Pubdate: Mon, 22 Aug 2005
Source: National Post (Canada)
Copyright: 2005 Southam Inc.
Author: Cliff Garbutt


Re: Gangs Joining Forces, Aug 19.

Justice Minister Irwin Cotler and Public Safety Minister Anne McLellan
are stepping far beyond their bounds in proposing to give police
sweeping powers to spy on Web users, open private e-mails and turn
Internet service providers into intelligence-gathering surveillance

There is simply no justification or perceived threat strong enough to
warrant stripping Canadians of basic rights to personal privacy and
autonomy, on the Internet or anywhere else.
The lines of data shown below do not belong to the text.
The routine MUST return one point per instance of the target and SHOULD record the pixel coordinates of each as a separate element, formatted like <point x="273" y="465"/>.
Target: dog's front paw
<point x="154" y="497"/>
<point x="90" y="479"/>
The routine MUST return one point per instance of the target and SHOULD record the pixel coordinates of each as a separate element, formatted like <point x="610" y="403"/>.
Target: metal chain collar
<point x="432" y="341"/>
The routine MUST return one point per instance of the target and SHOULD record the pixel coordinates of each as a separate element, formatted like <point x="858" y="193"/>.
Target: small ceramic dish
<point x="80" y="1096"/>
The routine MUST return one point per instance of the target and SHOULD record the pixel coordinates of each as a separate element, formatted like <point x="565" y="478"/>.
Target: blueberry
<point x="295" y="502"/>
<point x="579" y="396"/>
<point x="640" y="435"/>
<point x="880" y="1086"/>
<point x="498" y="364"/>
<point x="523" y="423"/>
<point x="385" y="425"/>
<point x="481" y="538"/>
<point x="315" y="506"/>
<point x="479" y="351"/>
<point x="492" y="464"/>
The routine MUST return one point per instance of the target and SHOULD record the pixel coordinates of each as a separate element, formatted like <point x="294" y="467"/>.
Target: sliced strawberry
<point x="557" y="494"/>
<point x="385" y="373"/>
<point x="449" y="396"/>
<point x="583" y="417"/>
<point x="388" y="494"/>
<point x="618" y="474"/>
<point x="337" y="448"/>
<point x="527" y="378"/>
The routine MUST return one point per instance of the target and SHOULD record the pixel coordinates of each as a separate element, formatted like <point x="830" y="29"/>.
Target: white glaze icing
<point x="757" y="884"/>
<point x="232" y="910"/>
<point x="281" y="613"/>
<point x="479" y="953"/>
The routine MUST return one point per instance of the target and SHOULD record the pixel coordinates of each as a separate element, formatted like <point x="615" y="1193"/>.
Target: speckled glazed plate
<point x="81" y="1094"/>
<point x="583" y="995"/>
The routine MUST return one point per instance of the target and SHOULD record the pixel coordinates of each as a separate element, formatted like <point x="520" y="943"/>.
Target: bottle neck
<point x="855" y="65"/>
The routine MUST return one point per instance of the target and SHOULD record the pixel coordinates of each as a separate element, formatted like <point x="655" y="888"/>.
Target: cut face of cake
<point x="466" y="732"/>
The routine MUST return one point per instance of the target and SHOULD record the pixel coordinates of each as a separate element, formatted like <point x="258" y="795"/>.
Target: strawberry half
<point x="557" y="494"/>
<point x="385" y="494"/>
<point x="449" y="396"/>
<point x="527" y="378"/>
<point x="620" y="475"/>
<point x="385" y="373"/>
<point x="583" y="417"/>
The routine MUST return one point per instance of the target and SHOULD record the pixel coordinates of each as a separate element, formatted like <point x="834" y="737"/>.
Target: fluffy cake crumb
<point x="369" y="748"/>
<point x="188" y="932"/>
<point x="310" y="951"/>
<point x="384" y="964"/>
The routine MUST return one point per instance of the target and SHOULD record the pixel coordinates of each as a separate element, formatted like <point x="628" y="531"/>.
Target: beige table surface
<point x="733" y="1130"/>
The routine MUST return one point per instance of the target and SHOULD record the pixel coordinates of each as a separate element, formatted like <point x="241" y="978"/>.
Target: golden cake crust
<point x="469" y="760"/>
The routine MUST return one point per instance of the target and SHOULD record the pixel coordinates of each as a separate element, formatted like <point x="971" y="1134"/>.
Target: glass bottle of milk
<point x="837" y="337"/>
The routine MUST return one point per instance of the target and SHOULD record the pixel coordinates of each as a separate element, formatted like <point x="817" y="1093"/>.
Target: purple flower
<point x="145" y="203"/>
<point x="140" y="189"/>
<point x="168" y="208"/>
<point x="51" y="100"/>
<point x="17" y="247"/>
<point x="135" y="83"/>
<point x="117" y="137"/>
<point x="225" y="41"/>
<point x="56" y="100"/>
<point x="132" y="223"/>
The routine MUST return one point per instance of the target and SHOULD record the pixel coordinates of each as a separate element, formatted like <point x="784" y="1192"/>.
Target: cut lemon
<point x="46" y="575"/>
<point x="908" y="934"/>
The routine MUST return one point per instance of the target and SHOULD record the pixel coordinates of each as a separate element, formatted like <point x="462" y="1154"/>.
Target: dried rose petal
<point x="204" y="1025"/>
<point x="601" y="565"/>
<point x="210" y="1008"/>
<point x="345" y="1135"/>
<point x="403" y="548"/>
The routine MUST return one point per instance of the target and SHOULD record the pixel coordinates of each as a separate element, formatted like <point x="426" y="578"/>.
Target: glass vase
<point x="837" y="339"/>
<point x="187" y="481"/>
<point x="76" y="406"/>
And if the government
thinks that Canadians are willing to throw away their rights just to
make life easier for the police and the spy agencies, they are in for
a shock. Canadians would be truly horrified to see Canada adopt
policies that were once the mainstay of the dreaded spy agencies of
the cold war Eastern bloc, where every telephone conversation was
recorded, every movement tracked and every letter opened.

If the chiefs of police and the heads of the spy agencies complain
that they can't do their jobs within the bounds and framework of a
free and democratic society, then perhaps they should step aside and
let others have a try. The same goes for Anne McLellan and Irwin Cotler.